Meet Hanan Abdalla Mohammed. She lives in Shagra village in Darfur, Sudan, and has six children. Hanan is involved in a World Food Programme (WFP) project to help women safely cook food for themselves and their families.
She is one of over 2 million women in Darfur reached under WFP’s Safe Access to Fuel and Energy programme, also known simply as SAFE.
Hanan receives training to make fuel-efficient cookstoves made partly of mud, plant tree seedlings, and make fire-fuel briquettes. Through this she can increase her own income while helping improve both people’s safety and the environment.
The stoves – along with briquettes that she makes as an alternative to firewood – mean that fewer women and children need to walk long distances to collect firewood in Darfur, a journey which had previously put them at risk of violence.
“Women in Shagra feel safer now,” says Hanan. “Before, we had to collect firewood far away. Women and girls can be raped even if they go just a few hundred metres outside the village.
“If they get pregnant their babies are ‘haram’ – meaning forbidden – and they will feel this stigma until they die. Now we go less often and also have alternatives to firewood because of the fire-fuel briquettes we are making ourselves.”
The stoves have other advantages over using an open fire. Burning large amounts of wood pollutes the environment, while women and children face health risks from smoke inhalation.
Strengthening community assets and moving people away from dependency on firewood are important elements of the programme. People grow tree seedlings to produce sustainable supplies of firewood in community forests, for example.
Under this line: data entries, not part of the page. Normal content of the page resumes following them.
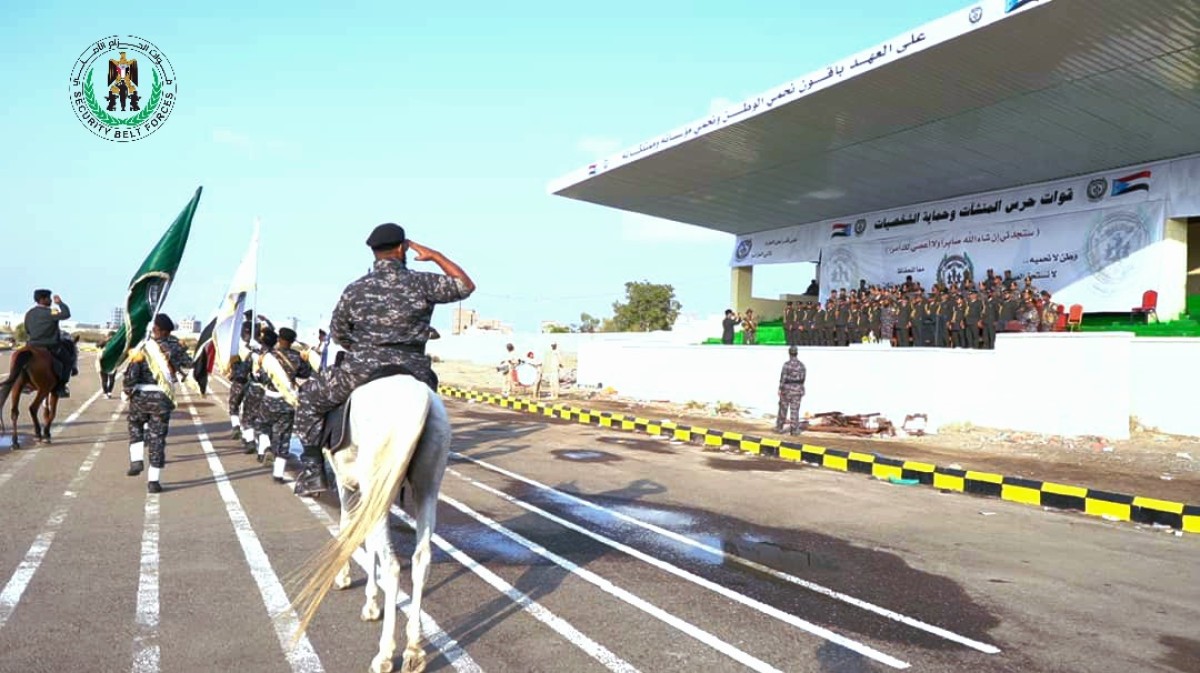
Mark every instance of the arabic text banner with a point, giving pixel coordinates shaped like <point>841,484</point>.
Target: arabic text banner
<point>1102,258</point>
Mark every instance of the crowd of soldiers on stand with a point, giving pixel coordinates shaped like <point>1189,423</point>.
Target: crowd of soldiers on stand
<point>958,314</point>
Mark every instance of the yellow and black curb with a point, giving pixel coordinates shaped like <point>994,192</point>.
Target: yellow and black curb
<point>1027,491</point>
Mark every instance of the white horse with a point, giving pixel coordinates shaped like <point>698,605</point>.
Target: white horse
<point>399,432</point>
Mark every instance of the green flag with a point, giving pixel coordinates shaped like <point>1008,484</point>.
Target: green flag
<point>149,287</point>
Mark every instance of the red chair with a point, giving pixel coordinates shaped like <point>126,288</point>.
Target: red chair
<point>1149,306</point>
<point>1074,317</point>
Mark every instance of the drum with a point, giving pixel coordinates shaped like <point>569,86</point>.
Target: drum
<point>527,374</point>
They also attend literacy classes and receive training in sustainable agricultural practices. For Hanan, the extra money she receives from selling stoves and briquettes allows her to hope for a better future for her family.
“It is often difficult to buy enough food. My husband is a farmer and his income depends on the rain each season, which is not always enough for our household,” says Hanan.
“With the fuel-efficient stoves and briquettes we learn to make, we can get more income. We sell them at the market and, with the extra money, we buy more and better food for our children as we can get a bigger variety.
“I now have big dreams for my children and hope they will become doctors, engineers and professors.”
WFP’s SAFE programmes have reached millions of people in 15 countries since 2009, including Burundi, Ethiopia, Haiti, Kenya, Sri Lanka and Uganda, as well as Sudan.
Between 2016 and 2020, WFP is aiming to widen SAFE programmes and to reach additional countries with energy-access concerns, in keeping with the Organization’s goal of reaching 10 million people by 2020.